おしぼりの歴史について

おしぼりの歴史について

こんにちは、皆さん。今日は、私たちの日常生活に深く根ざしているアイテム、おしぼりについて話しましょう。レストランや旅館、飛行機などで提供されるこの小さな湿ったタオルは、日本のホスピタリティの象徴とも言えます。しかし、その起源や歴史についてはあまり知られていません。それでは、おしぼりの歴史を探ってみましょう。

周囲を海に囲まれた島国日本は、温暖で湿潤な気候。
それに日本人の清潔好きな気質も手伝っておしぼりが誕生したと考えられています。

おしぼりの起源は、実はかなり古い時代に遡ります。一部の資料によれば、おしぼりは平安時代にまでさかのぼるとされています。当時、貴族たちは手を清めるために湿った布を使用していたと言われています。これがおしぼりの最初の形だったと考えられています。

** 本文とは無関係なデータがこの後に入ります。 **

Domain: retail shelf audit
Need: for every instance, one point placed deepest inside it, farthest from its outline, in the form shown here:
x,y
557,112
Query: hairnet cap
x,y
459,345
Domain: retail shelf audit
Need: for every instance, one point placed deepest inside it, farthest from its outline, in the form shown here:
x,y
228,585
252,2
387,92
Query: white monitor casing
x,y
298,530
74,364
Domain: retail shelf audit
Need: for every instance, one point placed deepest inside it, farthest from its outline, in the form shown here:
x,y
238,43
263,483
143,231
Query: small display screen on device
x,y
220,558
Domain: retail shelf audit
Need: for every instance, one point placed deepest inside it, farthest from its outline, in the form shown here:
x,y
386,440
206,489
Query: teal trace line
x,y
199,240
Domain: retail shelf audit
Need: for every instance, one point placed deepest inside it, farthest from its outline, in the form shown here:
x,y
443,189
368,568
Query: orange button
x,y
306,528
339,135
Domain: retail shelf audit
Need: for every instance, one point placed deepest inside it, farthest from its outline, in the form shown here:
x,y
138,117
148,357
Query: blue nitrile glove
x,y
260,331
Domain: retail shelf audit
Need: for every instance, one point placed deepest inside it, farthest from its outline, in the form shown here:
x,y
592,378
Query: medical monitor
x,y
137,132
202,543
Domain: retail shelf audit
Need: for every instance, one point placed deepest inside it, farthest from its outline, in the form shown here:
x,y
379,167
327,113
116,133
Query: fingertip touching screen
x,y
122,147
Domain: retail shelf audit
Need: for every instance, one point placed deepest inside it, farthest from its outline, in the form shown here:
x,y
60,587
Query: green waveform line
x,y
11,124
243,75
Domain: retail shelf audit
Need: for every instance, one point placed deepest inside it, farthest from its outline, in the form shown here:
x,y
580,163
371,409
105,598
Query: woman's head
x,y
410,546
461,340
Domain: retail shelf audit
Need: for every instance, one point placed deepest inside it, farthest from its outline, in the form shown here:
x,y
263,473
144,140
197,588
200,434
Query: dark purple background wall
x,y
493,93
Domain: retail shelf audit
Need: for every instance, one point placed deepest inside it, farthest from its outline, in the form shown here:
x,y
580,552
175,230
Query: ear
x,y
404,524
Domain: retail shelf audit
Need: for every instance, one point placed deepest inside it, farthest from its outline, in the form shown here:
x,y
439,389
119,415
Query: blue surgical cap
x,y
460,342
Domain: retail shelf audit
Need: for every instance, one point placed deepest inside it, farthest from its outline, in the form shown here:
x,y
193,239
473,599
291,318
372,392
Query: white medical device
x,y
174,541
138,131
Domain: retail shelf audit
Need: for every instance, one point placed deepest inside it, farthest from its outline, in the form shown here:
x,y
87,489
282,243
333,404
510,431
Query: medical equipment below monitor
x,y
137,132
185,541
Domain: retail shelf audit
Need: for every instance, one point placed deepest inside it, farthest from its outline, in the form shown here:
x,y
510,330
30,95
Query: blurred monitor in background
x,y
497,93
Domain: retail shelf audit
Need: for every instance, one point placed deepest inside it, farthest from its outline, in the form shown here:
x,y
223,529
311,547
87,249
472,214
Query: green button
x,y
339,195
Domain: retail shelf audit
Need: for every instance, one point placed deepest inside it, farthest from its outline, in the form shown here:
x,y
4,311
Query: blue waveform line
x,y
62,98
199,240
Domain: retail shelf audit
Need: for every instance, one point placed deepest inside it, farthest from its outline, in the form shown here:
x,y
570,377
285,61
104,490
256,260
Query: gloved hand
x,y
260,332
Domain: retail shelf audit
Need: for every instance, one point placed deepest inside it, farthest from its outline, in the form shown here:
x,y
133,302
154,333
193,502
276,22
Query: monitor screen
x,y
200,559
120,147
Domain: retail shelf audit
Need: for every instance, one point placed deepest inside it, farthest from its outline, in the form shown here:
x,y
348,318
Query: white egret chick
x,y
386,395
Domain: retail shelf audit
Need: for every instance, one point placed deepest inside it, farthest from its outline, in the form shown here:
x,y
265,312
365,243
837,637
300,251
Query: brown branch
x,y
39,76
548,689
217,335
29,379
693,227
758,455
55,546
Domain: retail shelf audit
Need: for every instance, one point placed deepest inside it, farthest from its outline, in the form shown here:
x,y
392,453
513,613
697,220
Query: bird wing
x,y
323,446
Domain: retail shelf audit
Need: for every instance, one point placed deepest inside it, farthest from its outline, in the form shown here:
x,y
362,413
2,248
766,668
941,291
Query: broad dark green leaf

江戸時代になると、おしぼりは庶民の間でも広く使われるようになりました。特に、飲食店や旅館では客人の手を清めるためにおしぼりが提供されるようになりました。これは、食事の前後に手を清潔に保つという日本の習慣を反映しています。

また、この時代にはすでに、冷たいおしぼりと温かいおしぼりの両方が存在していました。季節や天候によって、冷たいおしぼりが提供されることもあれば、温かいおしぼりが提供されることもありました。

綿のタオルがはじめて日本に輸入されたのが1868年と言われていますから、いわゆる「綿タオルのおしぼり」が誕生したのは、明治時代以降と思われます。

漫画バガボンドでは、宮本武蔵が布を川の水に浸して体を拭くシーンが出てきますが、古くから布に水を浸し体や手足を清潔にする習慣があったのではないでしょうか。
少なくとも、戦前から家庭でおしぼりを使う習慣があったようです。

戦時下の貧困生活の中では、とかく忘れられていた「おしぼり」を出すという習慣も戦後10年ほど経過した昭和30年頃に、飲食店向けに形を変えアメリカのリース方式を採り入れた貸しおしぼり業として家内工業的に始まりました。
当時は、貸しおしぼりを家庭用洗濯機で洗い、1本1本手巻き生産をし、レストランや喫茶店等に卸していたそうです。それが、業務用包装機や業務用洗濯機等の開発により、量産体制を可能にし、徐々に貸しおしぼり業者が増えていきました。

昭和39年の東京オリンピックを契機として、外食産業の発展とともにおしぼりのマーケットも広がり、当社でも昭和45年に現社長が脱サラしてこの業種に参入しました。

現代では、おしぼりは日本のホスピタリティの象徴として世界中に知られています。飛行機のファーストクラスやビジネスクラス、高級レストランなどでもおしぼりが提供されています。また、一部の国では、日本の影響を受けたレストランやホテルでもおしぼりが提供されています。

また、現代では使い捨てのおしぼりも普及しています。これは衛生的で便利な一方で、環境問題とも結びついています。そのため、再利用可能なおしぼりを提供する動きも増えてきています。

その後、紙製の使い捨ておしぼりが出現し、最近では自動おしぼり製造機も開発され、現在では、商品の多様化とともに、飲食店以外でもアミューズメント施設やゴルフ場、スパ施設、タクシー、美容室など様々な接客の場面で利用されるようになり現在に至っています。

おしぼりの歴史は、日本の文化と深く結びついています。そのため、おしぼりはこれからも私たちの生活に欠かせない存在として残るでしょう。しかし、環境問題への配慮や新たな技術の進歩により、おしぼりの形や提供方法も変わっていく可能性があります。

おしぼりは、日本のホスピタリティの象徴として、私たちの生活に深く根ざしています。その歴史は、日本の文化と深く結びついており、これからも私たちの生活に欠かせない存在として残るでしょう。